Pour nourrir cette exploration positive, n'hésitez pas à découvrir nos univers dédiés au plaisir et à la confiance en soi : explorez nos collections de sextoys pour une découverte solitaire ou à deux, et nos gammes de lingerie sexy pour célébrer votre corps et booster votre désir.
Sources et références
Questions fréquentes
Si l'orientation n'est pas un choix, pourquoi certaines personnes "deviennent" gay plus tard dans la vie ?
Elles ne "deviennent" pas gay. Leur attirance homosexuelle a toujours existé, mais elle était peut-être refoulée, non reconnue ou non explorée. Des changements de vie (rencontre, libération des pressions sociales, travail sur soi) peuvent permettre à cette attirance de s'exprimer pleinement et d'être assumée. C'est un processus de découverte et d'acceptation, pas de changement.
Je suis attiré·e par les deux sexes mais je préfère avoir une relation hétérosexuelle, est-ce que je choisis mon orientation ?
Non, vous choisissez votre comportement et le type de relation que vous priorisez, peut-être pour des raisons sociales, affectives ou pratiques. Votre orientation sous-jacente, dans ce cas probablement bisexuelle ou pansexuelle, demeure. L'orientation est l'attirance, pas l'action. Vous pouvez choisir de ne pas agir sur certaines attirances, cela ne les efface pas.
Les thérapies pour "changer" d'orientation sexuelle sont-elles efficaces ?
Absolument pas. Toutes les études sérieuses et les grandes organisations de santé (OMS, APA, etc.) affirment leur inefficacité et leur extrême dangerosité. Elles provoquent de graves traumatismes psychologiques (dépression, anxiété, risque suicidaire accru) en tentant de lutter contre une partie fondamentale de l'identité. Elles sont interdites en France.
Comment savoir si je suis vraiment gay/bi ou si c'est juste une phase ?

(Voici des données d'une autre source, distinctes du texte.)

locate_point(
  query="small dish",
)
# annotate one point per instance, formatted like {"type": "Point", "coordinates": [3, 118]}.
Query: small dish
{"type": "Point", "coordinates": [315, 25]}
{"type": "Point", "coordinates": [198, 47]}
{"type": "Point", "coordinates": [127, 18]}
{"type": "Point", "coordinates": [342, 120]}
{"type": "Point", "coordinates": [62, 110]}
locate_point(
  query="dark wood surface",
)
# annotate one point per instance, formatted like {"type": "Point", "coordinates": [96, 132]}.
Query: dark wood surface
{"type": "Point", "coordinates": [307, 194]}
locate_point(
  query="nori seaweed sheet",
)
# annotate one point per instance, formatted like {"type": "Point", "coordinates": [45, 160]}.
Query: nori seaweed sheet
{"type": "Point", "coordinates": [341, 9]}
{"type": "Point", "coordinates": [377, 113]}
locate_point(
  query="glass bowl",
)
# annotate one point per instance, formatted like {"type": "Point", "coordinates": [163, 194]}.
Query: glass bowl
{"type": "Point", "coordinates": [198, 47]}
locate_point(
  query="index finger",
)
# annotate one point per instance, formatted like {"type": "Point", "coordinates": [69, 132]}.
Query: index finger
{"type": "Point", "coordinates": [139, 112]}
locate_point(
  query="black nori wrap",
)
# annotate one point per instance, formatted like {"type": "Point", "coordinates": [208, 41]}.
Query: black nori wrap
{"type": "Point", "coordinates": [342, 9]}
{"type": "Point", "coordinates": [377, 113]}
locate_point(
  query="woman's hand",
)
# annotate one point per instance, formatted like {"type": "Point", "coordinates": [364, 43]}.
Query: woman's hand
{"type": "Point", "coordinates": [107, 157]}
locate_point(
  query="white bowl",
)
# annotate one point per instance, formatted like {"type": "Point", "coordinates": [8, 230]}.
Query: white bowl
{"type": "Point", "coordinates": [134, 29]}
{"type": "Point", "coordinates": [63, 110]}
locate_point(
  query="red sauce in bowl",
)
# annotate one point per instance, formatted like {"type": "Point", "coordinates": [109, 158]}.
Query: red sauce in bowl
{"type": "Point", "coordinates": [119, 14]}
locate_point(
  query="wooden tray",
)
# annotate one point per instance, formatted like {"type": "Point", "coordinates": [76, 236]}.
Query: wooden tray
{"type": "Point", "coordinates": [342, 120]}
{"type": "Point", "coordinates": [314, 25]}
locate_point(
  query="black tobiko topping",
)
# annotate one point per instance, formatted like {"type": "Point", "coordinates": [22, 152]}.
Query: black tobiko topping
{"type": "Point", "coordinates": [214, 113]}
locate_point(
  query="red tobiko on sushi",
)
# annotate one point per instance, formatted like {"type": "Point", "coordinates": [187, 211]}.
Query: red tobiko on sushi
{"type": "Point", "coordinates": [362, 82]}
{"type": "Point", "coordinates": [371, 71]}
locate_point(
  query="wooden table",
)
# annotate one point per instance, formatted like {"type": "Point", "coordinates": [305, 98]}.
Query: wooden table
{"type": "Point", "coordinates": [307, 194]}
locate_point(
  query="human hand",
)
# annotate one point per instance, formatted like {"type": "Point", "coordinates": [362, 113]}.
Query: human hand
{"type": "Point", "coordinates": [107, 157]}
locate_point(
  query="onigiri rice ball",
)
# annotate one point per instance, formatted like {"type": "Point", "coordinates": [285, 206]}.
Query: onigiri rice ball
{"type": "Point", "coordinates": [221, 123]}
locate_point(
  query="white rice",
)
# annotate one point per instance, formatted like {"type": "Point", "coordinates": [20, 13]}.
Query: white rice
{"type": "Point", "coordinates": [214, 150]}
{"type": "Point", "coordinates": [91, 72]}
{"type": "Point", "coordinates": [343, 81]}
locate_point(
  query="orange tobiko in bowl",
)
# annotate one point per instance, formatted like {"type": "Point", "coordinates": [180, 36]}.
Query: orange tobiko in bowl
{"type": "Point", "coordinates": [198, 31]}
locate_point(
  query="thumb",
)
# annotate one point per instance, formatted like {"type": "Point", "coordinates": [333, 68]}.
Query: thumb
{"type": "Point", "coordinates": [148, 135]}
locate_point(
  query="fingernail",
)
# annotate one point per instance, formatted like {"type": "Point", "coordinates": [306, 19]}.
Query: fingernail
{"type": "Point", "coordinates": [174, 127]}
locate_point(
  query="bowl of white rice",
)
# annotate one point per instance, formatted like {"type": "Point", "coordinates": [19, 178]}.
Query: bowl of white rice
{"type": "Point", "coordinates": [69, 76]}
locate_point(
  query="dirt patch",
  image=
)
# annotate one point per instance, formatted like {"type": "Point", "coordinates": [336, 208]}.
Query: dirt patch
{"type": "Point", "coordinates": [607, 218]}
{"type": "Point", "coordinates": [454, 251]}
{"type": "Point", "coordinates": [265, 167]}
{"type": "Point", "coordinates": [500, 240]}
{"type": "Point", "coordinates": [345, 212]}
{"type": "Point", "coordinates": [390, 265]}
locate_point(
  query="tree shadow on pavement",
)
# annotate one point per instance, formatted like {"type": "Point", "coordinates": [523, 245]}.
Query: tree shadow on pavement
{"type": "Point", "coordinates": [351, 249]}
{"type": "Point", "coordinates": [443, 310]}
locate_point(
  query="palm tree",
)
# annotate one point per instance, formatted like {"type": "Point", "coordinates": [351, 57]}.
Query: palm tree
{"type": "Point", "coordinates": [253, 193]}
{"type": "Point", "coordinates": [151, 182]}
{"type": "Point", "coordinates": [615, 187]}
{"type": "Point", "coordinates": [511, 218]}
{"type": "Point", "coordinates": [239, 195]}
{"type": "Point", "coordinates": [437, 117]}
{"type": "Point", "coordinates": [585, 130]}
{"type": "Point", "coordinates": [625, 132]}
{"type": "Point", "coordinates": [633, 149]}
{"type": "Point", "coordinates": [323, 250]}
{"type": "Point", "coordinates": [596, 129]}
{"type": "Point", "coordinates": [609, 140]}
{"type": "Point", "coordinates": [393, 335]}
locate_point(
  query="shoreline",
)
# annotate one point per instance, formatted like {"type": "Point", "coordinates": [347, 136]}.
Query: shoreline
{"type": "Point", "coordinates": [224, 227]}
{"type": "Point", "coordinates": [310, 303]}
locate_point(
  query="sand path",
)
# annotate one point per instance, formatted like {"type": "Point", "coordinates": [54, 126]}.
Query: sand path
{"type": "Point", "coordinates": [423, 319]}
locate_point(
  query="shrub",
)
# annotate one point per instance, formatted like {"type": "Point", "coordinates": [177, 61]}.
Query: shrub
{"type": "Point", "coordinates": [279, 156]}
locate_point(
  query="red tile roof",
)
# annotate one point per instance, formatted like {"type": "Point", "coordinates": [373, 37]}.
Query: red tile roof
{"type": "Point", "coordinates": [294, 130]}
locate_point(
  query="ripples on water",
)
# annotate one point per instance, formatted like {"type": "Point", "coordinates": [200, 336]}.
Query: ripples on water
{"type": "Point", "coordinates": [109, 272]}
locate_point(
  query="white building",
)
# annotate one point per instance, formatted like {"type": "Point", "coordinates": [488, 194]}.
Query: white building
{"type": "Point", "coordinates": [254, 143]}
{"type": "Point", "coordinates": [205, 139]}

Une "phase" d'exploration est légitime et fait partie du processus. Au lieu de chercher une vérité immuable tout de suite, observez vos sentiments sur la durée. Quels fantasmes reviennent ? Quelles personnes vous touchent émotionnellement et physiquement ? Consultez un·e sexologue bienveillant·e si l'angoisse est trop forte. Souvenez-vous que même si vos attirances évoluent (fluidité), elles sont valides à chaque instant.
Est-ce normal de ne pas être sûr·e de son orientation sexuelle ?
Tout à fait normal. Le questionnement (appelé "questioning") est une expérience très courante, surtout à l'adolescence et au début de l'âge adulte, mais il peut survenir à tout âge. Il n'y a pas de deadline pour se définir. Prenez votre temps, lisez, rencontrez, explorez vos sentiments sans pression. L'incertitude est une étape valide en soi.
Mon/ma partenaire vient de faire son coming-out, cela signifie-t-il que notre relation était un mensonge ?
Non, très probablement pas. Votre partenaire a probablement lutté avec sa propre compréhension de soi et a peut-être même essayé de "correspondre" à la norme hétérosexuelle. La relation que vous avez partagée était authentique sur le plan des sentiments à ce moment-là. Le coming-out est un acte de vérité pour vivre en accord avec soi-même à l'avenir. Un accompagnement psychologique pour vous deux peut aider à traverser cette transition.